Although HB has well known syndromic associations (such as Beckwith–Wiedemann syndrome, familial intrahepatic cholestasis, fetal alcohol syndrome, and Prader–Willi syndrome), paraneoplastic manifestations are extremely rare.[6] HBs have been rarely reported to express human choriogonadotropins (hCG), clinically causing virilization and isosexual precocious puberty in boys.[7,8] The first report of a virilizing HB was by Behrendt in 1931[9] and since then, only 43 cases have been reported in the English literature.

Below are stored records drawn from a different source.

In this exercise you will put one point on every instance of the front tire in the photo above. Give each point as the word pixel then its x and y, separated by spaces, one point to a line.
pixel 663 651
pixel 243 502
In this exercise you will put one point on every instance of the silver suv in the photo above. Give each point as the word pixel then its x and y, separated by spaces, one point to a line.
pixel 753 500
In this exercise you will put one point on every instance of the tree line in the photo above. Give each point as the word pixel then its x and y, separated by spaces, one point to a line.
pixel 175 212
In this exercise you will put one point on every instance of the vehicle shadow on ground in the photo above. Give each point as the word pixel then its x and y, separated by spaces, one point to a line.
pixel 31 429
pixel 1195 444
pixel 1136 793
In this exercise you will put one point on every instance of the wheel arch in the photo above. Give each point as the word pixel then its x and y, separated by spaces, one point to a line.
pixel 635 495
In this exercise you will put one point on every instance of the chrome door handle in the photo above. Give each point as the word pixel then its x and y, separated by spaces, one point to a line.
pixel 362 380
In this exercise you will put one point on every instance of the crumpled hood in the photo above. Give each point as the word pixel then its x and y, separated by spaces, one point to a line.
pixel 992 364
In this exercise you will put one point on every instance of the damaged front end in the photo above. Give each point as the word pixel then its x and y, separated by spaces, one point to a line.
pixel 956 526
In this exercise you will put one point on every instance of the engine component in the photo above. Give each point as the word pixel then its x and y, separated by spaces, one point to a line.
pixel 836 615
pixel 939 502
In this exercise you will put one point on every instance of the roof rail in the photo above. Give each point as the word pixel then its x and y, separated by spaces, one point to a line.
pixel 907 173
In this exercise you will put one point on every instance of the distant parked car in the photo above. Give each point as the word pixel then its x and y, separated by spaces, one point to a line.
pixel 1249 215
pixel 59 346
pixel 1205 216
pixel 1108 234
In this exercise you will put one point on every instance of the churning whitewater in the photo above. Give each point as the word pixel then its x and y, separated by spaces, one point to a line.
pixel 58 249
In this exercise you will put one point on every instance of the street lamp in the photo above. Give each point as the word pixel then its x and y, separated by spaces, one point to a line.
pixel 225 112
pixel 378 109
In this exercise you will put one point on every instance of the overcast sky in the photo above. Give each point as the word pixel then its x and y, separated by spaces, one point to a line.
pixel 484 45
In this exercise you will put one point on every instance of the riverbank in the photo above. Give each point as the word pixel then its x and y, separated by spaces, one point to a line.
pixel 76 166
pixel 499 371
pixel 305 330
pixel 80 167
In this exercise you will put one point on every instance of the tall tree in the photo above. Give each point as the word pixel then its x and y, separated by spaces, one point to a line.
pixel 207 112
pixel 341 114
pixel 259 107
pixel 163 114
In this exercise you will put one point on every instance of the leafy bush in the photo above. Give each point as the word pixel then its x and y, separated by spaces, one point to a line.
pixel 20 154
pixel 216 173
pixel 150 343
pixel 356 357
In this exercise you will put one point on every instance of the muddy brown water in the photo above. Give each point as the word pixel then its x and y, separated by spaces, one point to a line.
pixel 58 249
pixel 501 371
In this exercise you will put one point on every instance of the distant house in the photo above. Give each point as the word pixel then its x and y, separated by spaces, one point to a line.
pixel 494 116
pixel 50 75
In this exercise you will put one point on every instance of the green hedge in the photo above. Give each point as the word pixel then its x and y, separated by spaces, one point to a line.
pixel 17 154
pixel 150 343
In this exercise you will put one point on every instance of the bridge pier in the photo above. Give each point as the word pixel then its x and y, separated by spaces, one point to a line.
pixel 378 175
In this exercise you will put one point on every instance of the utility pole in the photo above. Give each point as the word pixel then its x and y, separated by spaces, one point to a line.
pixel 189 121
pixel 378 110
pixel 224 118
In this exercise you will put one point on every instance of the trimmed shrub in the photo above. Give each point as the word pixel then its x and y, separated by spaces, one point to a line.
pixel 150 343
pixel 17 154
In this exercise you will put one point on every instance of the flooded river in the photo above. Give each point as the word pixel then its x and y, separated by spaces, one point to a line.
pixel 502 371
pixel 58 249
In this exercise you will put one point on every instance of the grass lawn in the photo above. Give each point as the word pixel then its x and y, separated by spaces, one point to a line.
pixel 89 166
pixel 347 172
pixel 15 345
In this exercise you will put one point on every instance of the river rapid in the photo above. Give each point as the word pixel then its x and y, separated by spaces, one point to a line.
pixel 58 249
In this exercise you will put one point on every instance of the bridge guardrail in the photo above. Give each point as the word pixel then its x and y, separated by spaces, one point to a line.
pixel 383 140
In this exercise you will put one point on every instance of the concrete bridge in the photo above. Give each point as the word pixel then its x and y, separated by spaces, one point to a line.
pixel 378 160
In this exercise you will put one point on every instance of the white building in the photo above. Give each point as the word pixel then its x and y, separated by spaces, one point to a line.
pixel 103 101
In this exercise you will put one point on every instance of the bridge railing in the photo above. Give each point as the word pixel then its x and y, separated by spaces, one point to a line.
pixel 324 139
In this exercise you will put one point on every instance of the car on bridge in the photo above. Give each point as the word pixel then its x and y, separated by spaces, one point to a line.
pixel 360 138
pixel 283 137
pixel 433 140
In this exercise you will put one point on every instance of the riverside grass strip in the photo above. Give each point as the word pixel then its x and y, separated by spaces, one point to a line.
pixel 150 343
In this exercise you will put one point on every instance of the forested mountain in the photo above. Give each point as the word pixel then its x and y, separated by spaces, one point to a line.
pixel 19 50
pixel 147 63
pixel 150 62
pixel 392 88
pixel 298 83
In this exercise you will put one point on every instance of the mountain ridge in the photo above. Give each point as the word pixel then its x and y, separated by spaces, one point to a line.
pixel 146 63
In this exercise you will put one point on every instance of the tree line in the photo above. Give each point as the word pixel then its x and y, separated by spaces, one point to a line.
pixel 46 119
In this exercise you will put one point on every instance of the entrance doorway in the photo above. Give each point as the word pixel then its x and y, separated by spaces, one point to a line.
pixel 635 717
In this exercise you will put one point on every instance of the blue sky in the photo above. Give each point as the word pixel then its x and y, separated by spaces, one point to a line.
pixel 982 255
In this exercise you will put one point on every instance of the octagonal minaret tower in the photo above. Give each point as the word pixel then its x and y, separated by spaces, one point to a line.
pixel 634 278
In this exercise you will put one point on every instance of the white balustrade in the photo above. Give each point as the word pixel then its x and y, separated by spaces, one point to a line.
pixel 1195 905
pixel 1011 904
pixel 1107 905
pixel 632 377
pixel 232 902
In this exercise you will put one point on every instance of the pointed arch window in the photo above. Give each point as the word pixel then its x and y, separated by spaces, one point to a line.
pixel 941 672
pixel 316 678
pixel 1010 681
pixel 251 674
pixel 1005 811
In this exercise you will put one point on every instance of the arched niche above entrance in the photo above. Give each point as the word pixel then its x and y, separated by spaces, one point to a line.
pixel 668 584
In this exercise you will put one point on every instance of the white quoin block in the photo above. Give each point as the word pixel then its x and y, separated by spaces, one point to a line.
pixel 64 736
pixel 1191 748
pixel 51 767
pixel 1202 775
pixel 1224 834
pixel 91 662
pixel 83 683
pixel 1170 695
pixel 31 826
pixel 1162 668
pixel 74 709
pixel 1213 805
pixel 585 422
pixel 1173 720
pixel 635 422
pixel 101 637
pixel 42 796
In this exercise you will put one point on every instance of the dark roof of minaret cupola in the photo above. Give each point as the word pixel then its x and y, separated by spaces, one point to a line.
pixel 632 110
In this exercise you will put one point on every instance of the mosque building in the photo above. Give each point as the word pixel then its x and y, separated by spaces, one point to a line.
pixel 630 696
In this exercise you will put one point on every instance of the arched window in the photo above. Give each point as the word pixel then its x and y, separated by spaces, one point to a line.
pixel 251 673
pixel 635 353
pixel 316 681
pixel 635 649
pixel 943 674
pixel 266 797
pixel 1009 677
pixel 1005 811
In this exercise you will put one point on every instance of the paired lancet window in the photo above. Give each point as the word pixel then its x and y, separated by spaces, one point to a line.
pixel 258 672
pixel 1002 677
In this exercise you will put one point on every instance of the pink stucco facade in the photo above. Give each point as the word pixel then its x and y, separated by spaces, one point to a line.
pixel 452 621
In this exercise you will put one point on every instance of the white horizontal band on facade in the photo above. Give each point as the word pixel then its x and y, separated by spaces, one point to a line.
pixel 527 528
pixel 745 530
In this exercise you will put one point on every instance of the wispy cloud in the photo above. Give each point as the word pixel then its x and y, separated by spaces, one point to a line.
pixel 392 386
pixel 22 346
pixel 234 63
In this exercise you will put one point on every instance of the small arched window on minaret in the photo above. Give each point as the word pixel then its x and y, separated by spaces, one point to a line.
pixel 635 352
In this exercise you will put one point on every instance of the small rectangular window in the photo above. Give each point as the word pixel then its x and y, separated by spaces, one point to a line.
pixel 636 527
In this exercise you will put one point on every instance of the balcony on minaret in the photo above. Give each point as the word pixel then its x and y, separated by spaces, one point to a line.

We have conducted a systematic review and meta-analysis to elucidate the different aspects of this rare entity that has been reported in the literature, which includes the age at diagnosis, levels of tumor markers, extent of disease at diagnosis, treatment options, and survival.
MATERIAL AND METHODS
We performed a systematic review of the published literature on virilizing HBs by a Google scholar and PubMed search on January 9, 2024, using the search terms “hepatoblastoma” AND “precocious puberty” OR “virilizing hepatoblastoma.” We then proceeded with back-referencing (snowballing) to identify relevant citations and avoid missing any published literature on the topic. All publications on virilizing HBs in the English language were included in the study. The year of publication, study design, nationality of the patient, age of the patient, presentation, diagnostic modality, treatment, including surgery, response to treatment, and the outcome was tabulated in a pre-designed Excel sheet. Separate tables were made to summarize the individual patient details, staging and treatment modalities used, and the outcomes of virilizing HB on followup. Categorical variables were presented as percentages/proportions while continuous variables were summarized as mean (standard deviation) or median (interquartile range). No risk of bias assessment was carried out as the published articles are all case reports and no methods were used to prepare the data for presentation or synthesis, such as handling of missing summary statistics, or data conversions. The indexing status of the journals, in which these cases were published, was assessed separately to assess the certainty (and confidence) in the body of evidence collected for this review.
RESULTS
The database search showed 49 published papers on children with HB who presented with precocious puberty. After screening the title and abstract, 12 articles were excluded for not addressing the issue in question. Thirty-seven potentially relevant articles were retrieved for eligibility and full text evaluation. Out of these, 13 articles were excluded as they were in a non-English language and one was a duplicate paper [Figure 1]. On back-referencing these papers, another 11 articles were found relevant and subsequently added. Finally, a total of 34 case reports[7,8,10-42] were included, comprising 43 children with virilizing HB [Tables 1 and 2]. This includes three cases from a paper by McArthur et al.[21] which were personal communications to the author.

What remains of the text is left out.